Variation in vector population size (A) and in the prevalence of T. cruzi infection in vectors and hosts (B-C) are given with respect to changes in the rate of recruitment (and abundance) in dogs (B2) and avian hosts (B5). Circles and crosses stand for the effects of B2 and B5 on T. dimidiata abundance (A) and its prevalence of infection by T. cruzi (B-C). Continuous lines describe variations in the different hosts prevalence of infection with the same host species colour code as in Fig 2.

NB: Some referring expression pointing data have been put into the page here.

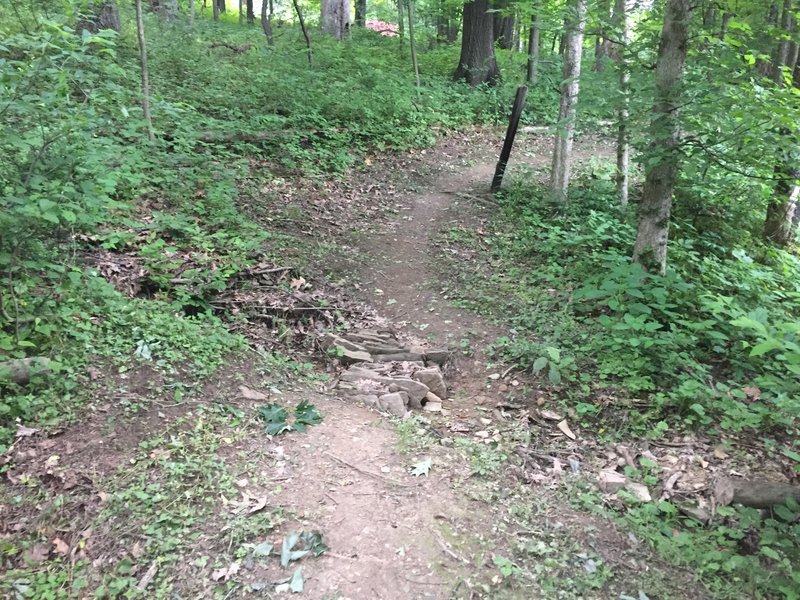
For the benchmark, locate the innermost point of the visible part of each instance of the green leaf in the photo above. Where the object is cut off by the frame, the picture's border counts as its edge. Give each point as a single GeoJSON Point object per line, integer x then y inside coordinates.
{"type": "Point", "coordinates": [764, 347]}
{"type": "Point", "coordinates": [306, 414]}
{"type": "Point", "coordinates": [422, 467]}
{"type": "Point", "coordinates": [296, 583]}
{"type": "Point", "coordinates": [275, 418]}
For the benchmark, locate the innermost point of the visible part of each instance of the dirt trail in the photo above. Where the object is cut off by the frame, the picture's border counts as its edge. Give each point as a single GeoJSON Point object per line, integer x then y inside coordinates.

https://doi.org/10.1371/journal.pntd.0007902.g005

Potential impacts of changes in the domestic host community on T. cruzi transmission

We produced simulations of control interventions consisting of systematically modifying the size of the dogs and avian hosts population by changing their rate of recruitment (B2 and B5) alone or in combination. The range of variations was set so that the dog population size decreased from its observed value to 0, while the number of avian hosts was increased up to three times its standard value shown in Table 1. We measured the percentage of changes in the incidence of T. cruzi infection in human allowed by those interventions after 5 and 10 years together with their maximal (asymptotic) potential. The efficacy of removing the entire dog population or tripling the abundance of avian hosts asymptotically reached a 56% and a 39% reduction in T. cruzi incidence in human, while combining the two allowed for a reduction of up to 71% of T. cruzi transmission to humans (Fig 6A). It is important to mention that these encouraging figures can only be reached in the long term, but that a 26% and a 43% reduction in incidence can still be expected after 5 and 10-years of intervention on both dogs and avian hosts (Fig 6B and 6C). Importantly, less extreme interventions can still provide significant outcomes. Halving the size of the dog population or doubling the avian hosts population would, on their own, reduce incidence of T. cruzi infection in humans by up to 31% and 22% (Fig 6A), with expected effects after 5 and 10 years ranging in 3%-12% and 12%-15%, respectively (Fig 6B and 6C). These two changes would actually combine efficiently so that human incidence could be reduced by 47% over the long term (Fig 6A) with transitory effects of 14 and 25% after 5 and 10 years of intervention on both dogs and avian hosts (Fig 6B and 6C). Even more moderate efforts could make some difference. For instance, a 20% reduction in the number of dogs and a 50% increase in the number of avian hosts could be combined to produce a long-term reduction in the incidence of human infection by T. cruzi of 23%, with transitory effects of 7% and 12% after 5 and 10 years of control (Fig 6A–6C).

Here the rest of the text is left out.